At the base of high, rocky cliffs, a deep pool of seemingly still water is actually a full-fledged river gushing up out of the depths. A few meters from this pool, the white water rapids crash down over black rocks, giving away the truth of the "still waters" of the source of the Sorgue river. Below the rapids, the river settles down to a wide expanse in front of dams and waterwheels, passing under the bridge at the center of the village, and then flowing on downstream as a lovely river (photo above).
The source pool is fed by collective rainfall in the Plateau de Vaucluse. If the season is dry, there won't be much water, but at a maximum this source produces water at an amazing 200 cubic meters a second, making it one of the most powerful resurgent springs in the world! Speleologists have searched, futilely for the source of the spring. In 1878 a descent of 23 m was made into the pool. As late as 1985, a small robot submarine went down 315 m, and still no bottom.
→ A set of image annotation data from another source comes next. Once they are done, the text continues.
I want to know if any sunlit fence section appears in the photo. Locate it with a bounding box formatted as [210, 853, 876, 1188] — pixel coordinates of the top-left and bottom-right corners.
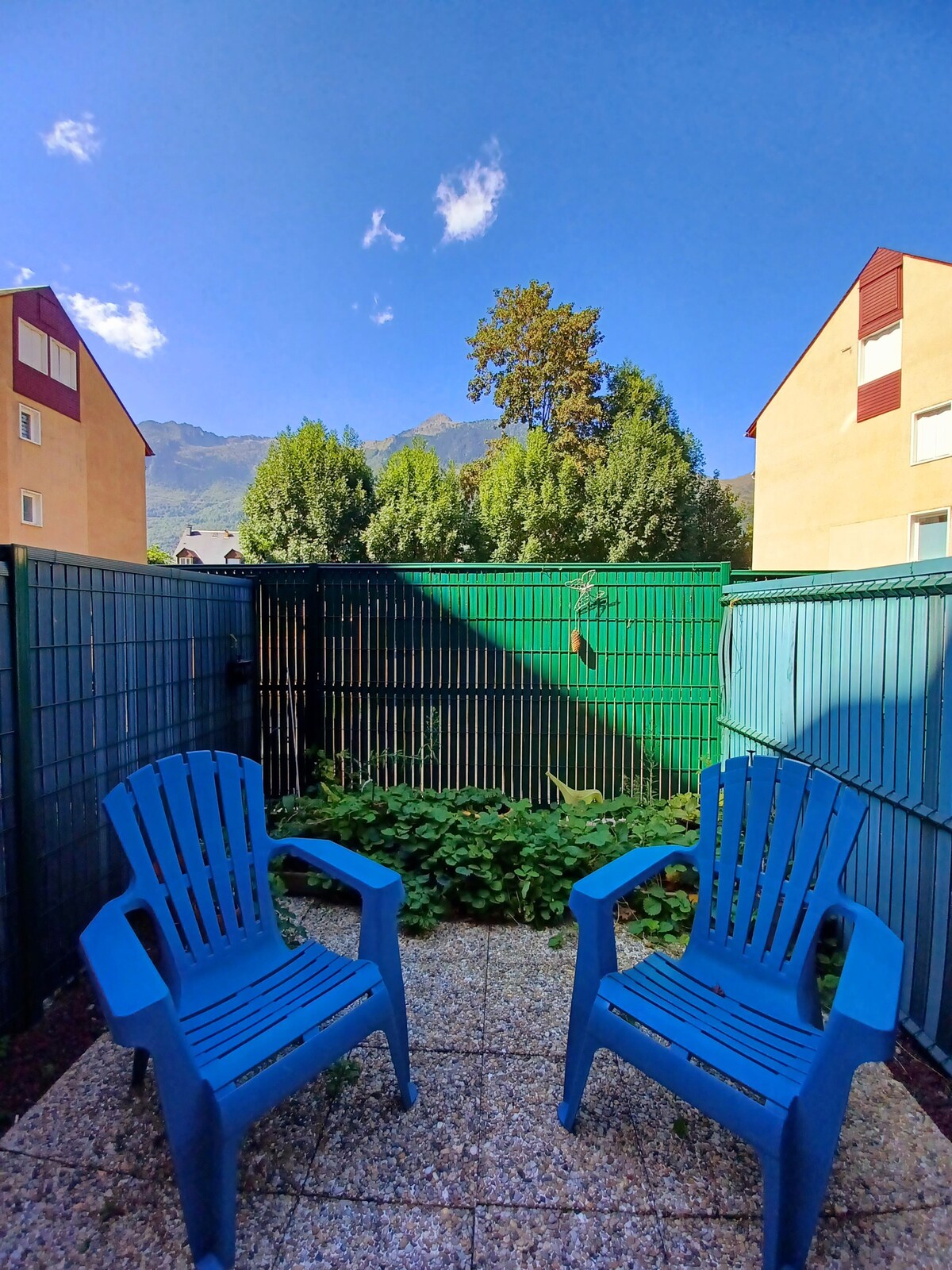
[722, 560, 952, 1071]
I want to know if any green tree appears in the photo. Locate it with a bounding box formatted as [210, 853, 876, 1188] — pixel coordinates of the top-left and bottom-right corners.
[239, 419, 373, 564]
[478, 428, 585, 564]
[467, 279, 605, 437]
[364, 437, 478, 561]
[585, 362, 744, 561]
Most recently, colored dye has been used to prove that the source originates somewhere high up on the Plateau de Vaucluse, flowing 20-30 km thorough rocky underground passages before it arrives at the still-looking pool.
Dragon of the Pool
Long before the speleologists could venture into the pool, there resided a Coulobre, a fantastic creature like a Drac or Dragon, that haunted the pool. In the 6th century, Saint Véran, then the Bishop of Cavaillon, chased away the creature, which flew up over the Alps, crashing to its death at the village of St Véran. There, an stone image of the creature supports a pillar at the front of the St Véran village church.
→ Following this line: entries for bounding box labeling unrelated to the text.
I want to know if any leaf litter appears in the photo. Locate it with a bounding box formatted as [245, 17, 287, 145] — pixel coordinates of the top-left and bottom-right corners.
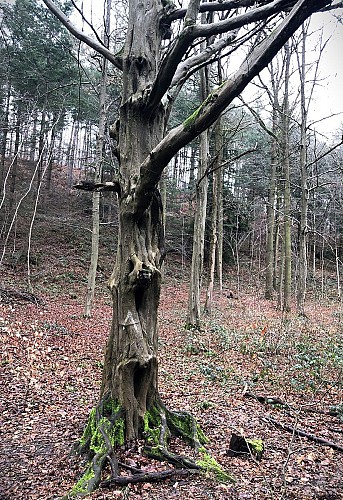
[0, 264, 343, 500]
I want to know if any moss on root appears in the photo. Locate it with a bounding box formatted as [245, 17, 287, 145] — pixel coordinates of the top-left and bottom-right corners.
[246, 439, 264, 460]
[196, 448, 235, 483]
[65, 400, 125, 498]
[64, 399, 233, 499]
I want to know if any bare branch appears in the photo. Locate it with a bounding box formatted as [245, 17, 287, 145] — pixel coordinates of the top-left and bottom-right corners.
[170, 34, 236, 87]
[167, 0, 272, 21]
[73, 181, 120, 193]
[136, 0, 330, 214]
[43, 0, 123, 69]
[148, 0, 296, 109]
[239, 96, 279, 143]
[306, 138, 343, 168]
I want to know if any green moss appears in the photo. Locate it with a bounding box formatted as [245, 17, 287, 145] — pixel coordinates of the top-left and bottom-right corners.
[66, 400, 125, 498]
[167, 412, 208, 446]
[183, 106, 206, 130]
[196, 448, 235, 483]
[183, 81, 226, 130]
[66, 463, 95, 498]
[246, 439, 264, 460]
[144, 406, 162, 445]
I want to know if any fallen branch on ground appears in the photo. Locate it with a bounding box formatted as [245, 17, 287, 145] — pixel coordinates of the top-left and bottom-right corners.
[262, 417, 343, 452]
[100, 469, 200, 488]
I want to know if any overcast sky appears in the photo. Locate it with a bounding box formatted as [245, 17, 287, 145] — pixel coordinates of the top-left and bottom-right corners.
[68, 0, 343, 138]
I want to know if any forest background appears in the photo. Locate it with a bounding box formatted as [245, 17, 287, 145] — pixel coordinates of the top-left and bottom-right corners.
[0, 0, 343, 498]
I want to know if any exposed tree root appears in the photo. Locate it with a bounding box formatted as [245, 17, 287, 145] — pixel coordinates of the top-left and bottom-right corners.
[65, 399, 233, 498]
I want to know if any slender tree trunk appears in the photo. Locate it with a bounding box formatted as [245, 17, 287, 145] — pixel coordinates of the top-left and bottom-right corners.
[44, 115, 57, 195]
[187, 127, 208, 328]
[215, 122, 224, 292]
[84, 0, 112, 317]
[37, 107, 46, 190]
[187, 34, 209, 328]
[0, 83, 11, 188]
[282, 42, 292, 312]
[297, 25, 309, 316]
[9, 105, 21, 211]
[265, 108, 278, 299]
[204, 172, 218, 314]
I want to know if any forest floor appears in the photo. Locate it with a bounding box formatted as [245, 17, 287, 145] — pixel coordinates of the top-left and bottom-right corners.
[0, 206, 343, 500]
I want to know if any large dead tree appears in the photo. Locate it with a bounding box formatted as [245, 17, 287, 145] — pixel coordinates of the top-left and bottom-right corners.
[43, 0, 331, 495]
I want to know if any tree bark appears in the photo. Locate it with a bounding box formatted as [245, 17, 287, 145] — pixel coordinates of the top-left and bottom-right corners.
[84, 0, 112, 317]
[282, 42, 292, 312]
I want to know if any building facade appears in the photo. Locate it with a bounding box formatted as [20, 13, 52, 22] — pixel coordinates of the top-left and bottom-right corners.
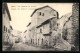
[2, 3, 11, 45]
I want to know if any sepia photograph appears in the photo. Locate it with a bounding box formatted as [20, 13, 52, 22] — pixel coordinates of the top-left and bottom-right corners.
[2, 2, 79, 51]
One of the attractions in the village is a paper mill. Now a site for tourists to visit, this was a driving industrial force here from the 15th century.
The banks of the river are lined with overhanging trees, parks, houses with lovely gardens, a few old factories and mills, and usually a scattering of fishermen. Just downstream from the village is the high, multi-arched 19th-century Aqueduct de Galas.
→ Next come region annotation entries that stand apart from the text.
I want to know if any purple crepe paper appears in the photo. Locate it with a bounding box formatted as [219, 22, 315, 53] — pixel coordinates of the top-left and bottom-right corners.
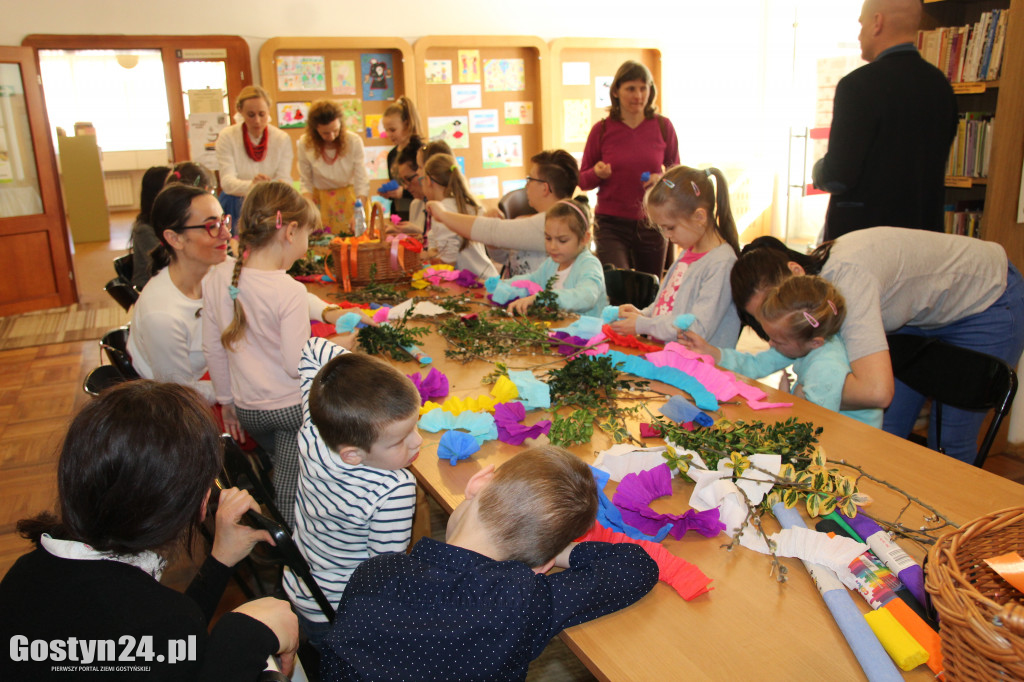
[612, 464, 725, 540]
[495, 402, 551, 445]
[406, 367, 449, 404]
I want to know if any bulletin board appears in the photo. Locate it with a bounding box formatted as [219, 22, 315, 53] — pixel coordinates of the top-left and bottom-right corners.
[415, 36, 549, 208]
[548, 38, 664, 160]
[259, 38, 417, 196]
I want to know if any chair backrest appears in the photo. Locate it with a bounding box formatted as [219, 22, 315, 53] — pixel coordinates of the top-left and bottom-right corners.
[114, 252, 135, 282]
[604, 268, 657, 308]
[103, 276, 138, 310]
[498, 187, 537, 218]
[888, 334, 1017, 467]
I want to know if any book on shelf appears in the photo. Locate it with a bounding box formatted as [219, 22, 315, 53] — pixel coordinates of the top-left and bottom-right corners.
[918, 9, 1010, 83]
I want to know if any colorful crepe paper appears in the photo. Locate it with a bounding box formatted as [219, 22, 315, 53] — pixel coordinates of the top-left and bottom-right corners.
[495, 402, 551, 445]
[611, 464, 725, 540]
[437, 431, 480, 466]
[577, 523, 712, 601]
[406, 367, 449, 404]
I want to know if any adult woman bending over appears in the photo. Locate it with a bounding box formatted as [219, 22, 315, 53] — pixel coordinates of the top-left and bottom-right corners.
[298, 99, 370, 235]
[217, 85, 295, 225]
[0, 380, 298, 682]
[427, 150, 580, 276]
[580, 60, 679, 278]
[730, 227, 1024, 464]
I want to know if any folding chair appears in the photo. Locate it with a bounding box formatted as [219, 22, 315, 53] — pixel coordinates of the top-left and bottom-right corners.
[888, 334, 1017, 468]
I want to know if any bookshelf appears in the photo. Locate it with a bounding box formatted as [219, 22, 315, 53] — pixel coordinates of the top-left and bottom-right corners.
[921, 0, 1024, 268]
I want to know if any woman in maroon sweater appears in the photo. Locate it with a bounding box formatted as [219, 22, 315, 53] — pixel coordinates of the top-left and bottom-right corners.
[580, 60, 679, 278]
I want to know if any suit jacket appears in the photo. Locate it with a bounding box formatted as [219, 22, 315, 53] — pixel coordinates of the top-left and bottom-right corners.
[815, 50, 957, 240]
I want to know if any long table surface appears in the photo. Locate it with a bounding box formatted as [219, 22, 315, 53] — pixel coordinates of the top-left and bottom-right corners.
[311, 278, 1024, 681]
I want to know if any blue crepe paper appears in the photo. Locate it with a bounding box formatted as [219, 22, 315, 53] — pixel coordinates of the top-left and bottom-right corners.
[590, 467, 672, 543]
[660, 395, 715, 426]
[420, 408, 498, 445]
[431, 428, 480, 466]
[604, 350, 718, 411]
[509, 370, 551, 410]
[676, 312, 696, 332]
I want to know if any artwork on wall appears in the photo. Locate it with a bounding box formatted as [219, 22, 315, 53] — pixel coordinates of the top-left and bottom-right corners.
[359, 52, 394, 101]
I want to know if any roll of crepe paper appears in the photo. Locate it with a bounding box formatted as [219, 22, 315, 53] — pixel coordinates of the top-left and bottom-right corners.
[864, 608, 928, 671]
[840, 514, 928, 604]
[772, 502, 903, 682]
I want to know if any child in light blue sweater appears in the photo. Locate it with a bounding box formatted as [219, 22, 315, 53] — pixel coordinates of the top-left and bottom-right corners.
[679, 275, 882, 428]
[508, 193, 608, 317]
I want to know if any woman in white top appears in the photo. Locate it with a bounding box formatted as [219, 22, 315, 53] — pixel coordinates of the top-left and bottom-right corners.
[298, 99, 370, 235]
[428, 150, 580, 276]
[217, 85, 295, 224]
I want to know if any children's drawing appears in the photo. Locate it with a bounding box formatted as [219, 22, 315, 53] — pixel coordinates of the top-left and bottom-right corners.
[331, 59, 357, 95]
[276, 55, 325, 92]
[362, 146, 391, 180]
[481, 135, 522, 168]
[483, 59, 526, 92]
[427, 116, 469, 150]
[505, 101, 534, 126]
[424, 59, 452, 85]
[278, 101, 309, 128]
[459, 50, 480, 83]
[359, 53, 394, 101]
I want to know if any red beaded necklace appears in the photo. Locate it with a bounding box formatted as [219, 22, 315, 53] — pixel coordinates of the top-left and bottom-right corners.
[242, 125, 269, 163]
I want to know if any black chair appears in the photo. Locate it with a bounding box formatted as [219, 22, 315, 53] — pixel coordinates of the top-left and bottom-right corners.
[604, 267, 657, 308]
[888, 334, 1017, 467]
[498, 187, 537, 218]
[114, 251, 135, 284]
[103, 276, 138, 310]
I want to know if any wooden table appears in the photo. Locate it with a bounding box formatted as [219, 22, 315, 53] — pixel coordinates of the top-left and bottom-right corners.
[313, 280, 1024, 681]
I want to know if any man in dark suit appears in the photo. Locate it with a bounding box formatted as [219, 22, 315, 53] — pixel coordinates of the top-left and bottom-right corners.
[813, 0, 956, 240]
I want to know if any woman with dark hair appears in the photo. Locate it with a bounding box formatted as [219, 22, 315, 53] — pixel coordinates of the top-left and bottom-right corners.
[298, 99, 370, 233]
[580, 60, 679, 278]
[730, 227, 1024, 463]
[0, 380, 298, 680]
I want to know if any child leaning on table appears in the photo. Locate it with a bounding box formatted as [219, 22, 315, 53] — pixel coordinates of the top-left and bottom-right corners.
[679, 275, 882, 428]
[285, 338, 423, 648]
[321, 445, 658, 682]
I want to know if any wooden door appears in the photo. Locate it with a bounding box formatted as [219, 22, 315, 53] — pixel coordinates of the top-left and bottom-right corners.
[0, 47, 78, 315]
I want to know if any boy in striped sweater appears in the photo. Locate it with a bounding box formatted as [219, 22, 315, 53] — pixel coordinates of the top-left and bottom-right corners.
[284, 338, 423, 649]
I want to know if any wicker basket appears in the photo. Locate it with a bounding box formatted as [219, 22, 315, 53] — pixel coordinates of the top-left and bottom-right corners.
[925, 507, 1024, 680]
[328, 199, 423, 291]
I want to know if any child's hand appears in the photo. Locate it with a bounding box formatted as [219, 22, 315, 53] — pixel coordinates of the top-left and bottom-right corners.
[508, 294, 537, 315]
[676, 332, 722, 364]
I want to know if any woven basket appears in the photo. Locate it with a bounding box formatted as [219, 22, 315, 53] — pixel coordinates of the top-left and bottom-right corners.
[925, 507, 1024, 680]
[327, 199, 423, 291]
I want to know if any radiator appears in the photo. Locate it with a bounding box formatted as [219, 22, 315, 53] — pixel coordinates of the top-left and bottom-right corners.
[103, 172, 137, 208]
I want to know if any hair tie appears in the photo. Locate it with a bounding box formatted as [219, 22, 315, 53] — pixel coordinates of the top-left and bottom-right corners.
[557, 199, 590, 229]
We found the many souvenir shops gave the village too much on the touristic feeling, but we recognize that the shops are a welcome source of presents for many visitors.
A comment from Beyond reader Marylin is: For shoppers keen for original souvenirs or presents, in the little boutiques lining the river and the covered long arcade "Vallis Clausa" which many tourists don't even realize is there, there is plenty of variety on which to feast the eye.
There are a lot of restaurants and cafés in Fontaine-de-Vaucluse, many with terraces beside the beautiful green-blue river flowing past. True, most are of the "tourist class", but prices are reasonable and the quality is generally very good.
Continuing Beyond reader Marylin's comments: or gourmets, in the core centre of Fontaine whilst maintaining their essentially Provençale nature there are restaurants to appeal to every taste even fast foods if such be the choice.
We dislike having to pay to park anywhere in or near a Provencal village, and that's the case here . All parking, anywhere, including the dirt lots on the roads out of town, cost you. It's one of the very few places in France where you can't even stop without paying (another is the very popular village of Roussillon).
As much as we dislike this "feature", there are arguments for having pay-parking in the summer. Whether the arguments are reasons or excuses depends on your point of view. In any case, the cost isn't great, and you (now) know what to expect.
Another downside to this popular village is that, in the summer, it's packed with wall-to-wall visitors. This is an unfortunate, but understandable, result of its popularity.